Soon after taking office, President Trump ordered a review of all existing regulations with a goal of reducing the regulatory burden by revoking or revising existing regulations. On February 13, 2018, the IRS and Treasury released a list of almost 300 regulations that would be removed, and another 80 that would be revised to reflect those removals. See https://home.treasury.gov/news/press-release/sm0287, and https://s3.amazonaws.com/public-inspection.federalregister.gov/2018-02918.pdf. Since the agencies spent more than a year on this task, it is reasonable to assume that all existing tax regulations were evaluated as part of the process.
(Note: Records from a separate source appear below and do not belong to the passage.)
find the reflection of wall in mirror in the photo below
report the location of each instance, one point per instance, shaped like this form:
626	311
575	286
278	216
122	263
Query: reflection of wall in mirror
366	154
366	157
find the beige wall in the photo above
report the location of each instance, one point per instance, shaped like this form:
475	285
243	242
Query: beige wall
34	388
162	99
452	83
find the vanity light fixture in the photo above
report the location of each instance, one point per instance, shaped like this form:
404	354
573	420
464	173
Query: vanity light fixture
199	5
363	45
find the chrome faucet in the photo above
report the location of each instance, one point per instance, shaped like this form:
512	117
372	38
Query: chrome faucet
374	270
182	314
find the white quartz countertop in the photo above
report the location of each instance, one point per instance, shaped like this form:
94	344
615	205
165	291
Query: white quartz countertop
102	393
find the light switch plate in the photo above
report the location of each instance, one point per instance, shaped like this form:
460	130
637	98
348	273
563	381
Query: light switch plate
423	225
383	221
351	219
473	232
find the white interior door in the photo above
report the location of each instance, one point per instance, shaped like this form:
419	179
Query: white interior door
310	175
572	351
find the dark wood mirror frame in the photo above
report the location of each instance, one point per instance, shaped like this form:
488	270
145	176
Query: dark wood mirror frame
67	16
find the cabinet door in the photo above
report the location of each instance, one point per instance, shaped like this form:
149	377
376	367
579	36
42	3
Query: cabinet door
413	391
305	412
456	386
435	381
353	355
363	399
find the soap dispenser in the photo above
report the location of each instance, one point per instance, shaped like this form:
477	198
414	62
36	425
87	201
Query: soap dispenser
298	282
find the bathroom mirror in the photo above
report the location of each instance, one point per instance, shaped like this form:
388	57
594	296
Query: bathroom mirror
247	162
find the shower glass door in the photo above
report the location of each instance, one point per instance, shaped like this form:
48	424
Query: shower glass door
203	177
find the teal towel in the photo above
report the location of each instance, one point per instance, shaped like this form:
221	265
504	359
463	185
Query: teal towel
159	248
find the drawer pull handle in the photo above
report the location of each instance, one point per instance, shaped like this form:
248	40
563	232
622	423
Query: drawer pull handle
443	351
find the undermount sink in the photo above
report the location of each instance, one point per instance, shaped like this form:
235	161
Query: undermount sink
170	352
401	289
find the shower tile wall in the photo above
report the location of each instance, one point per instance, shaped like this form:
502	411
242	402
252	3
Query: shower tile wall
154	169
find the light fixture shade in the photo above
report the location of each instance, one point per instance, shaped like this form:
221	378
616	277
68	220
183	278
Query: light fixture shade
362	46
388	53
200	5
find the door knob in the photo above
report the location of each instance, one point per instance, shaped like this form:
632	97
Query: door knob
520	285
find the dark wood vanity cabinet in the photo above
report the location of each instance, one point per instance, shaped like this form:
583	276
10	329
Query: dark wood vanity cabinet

Of interest to the mobility industry is that no regulations relevant to mobility are proposed for removal. Of particular importance is that Treas. Reg. 1.7872-1T(c)(1), which for over 30 years has protected qualifying relocation mortgage loans and bridge loans from the below-market interest rules, is not among those targeted for elimination or change.
Under section 7872, loans exceeding $10,000 between employer and employee must carry a market rate of interest. If they do not, the law “imputes” a market rate. The employer is deemed to have given the employee money to pay a market rate, and the employee is deemed to have paid that money back to the employer as interest. The money deemed given by the employer is considered taxable wages, and subject to FICA and FUTA (although no wage withholding is required). The employee may or may not be entitled to an offsetting interest deduction on his or her deemed repayment.
Relocation mortgage and bridge loans frequently carry low or no interest, and would be subject to the rules above. However, section 1.7872-1T(c)(1) carves out exceptions for such loans if they meet certain criteria, the application of which has become standard in the mobility industry.
Changes in the interest deductibility rules since 1984 have called into question the viability of the exemption. In 1984, virtually all interest was deductible. Consequently, it would have made little sense to apply the below-market interest rules to relocation mortgage and bridge loans because an employee itemizing deductions would always have an interest deduction that fully offset the additional income from the imputed interest. The Treasury Department recognized this by requiring that the employee certify that the employee reasonably expects to, and will, itemize deductions.
Subsequent changes to the interest deduction rules, including changes in 1986 and 1987 that limited interest deductions to home acquisition and home equity debt, and in 2017 that eliminated deductibility for home equity debt and further restricted acquisition debt, undermine that basis for the exemption. Typically, employees will no longer be able to take any interest deduction at all for relocation bridge loans. The interest deduction for mortgage loans is limited to $750,000 of debt. Nor is the moving expense deduction under section 217, which is used in the temporary regulation to define the loans that are covered, any longer in effect, at least from 2018 through 2025. Notwithstanding these changes, at present the temporary regulation remains in effect.
As noted, the temporary regulation on relocation loans, 1.7872-5T(c)(1), is not among those proposed to be removed. It is not proposed for removal or amendment. Therefore, it is clear that it may continue to be relied upon by the mobility industry to protect relocation mortgage and bridge loans from the below-market-interest rules.
How this will impact mobility: Relocation mortgage loans and bridge loans will continue to enjoy exemption from the below-market interest rules, and companies will continue to avoid gross-up and payroll issues as a result.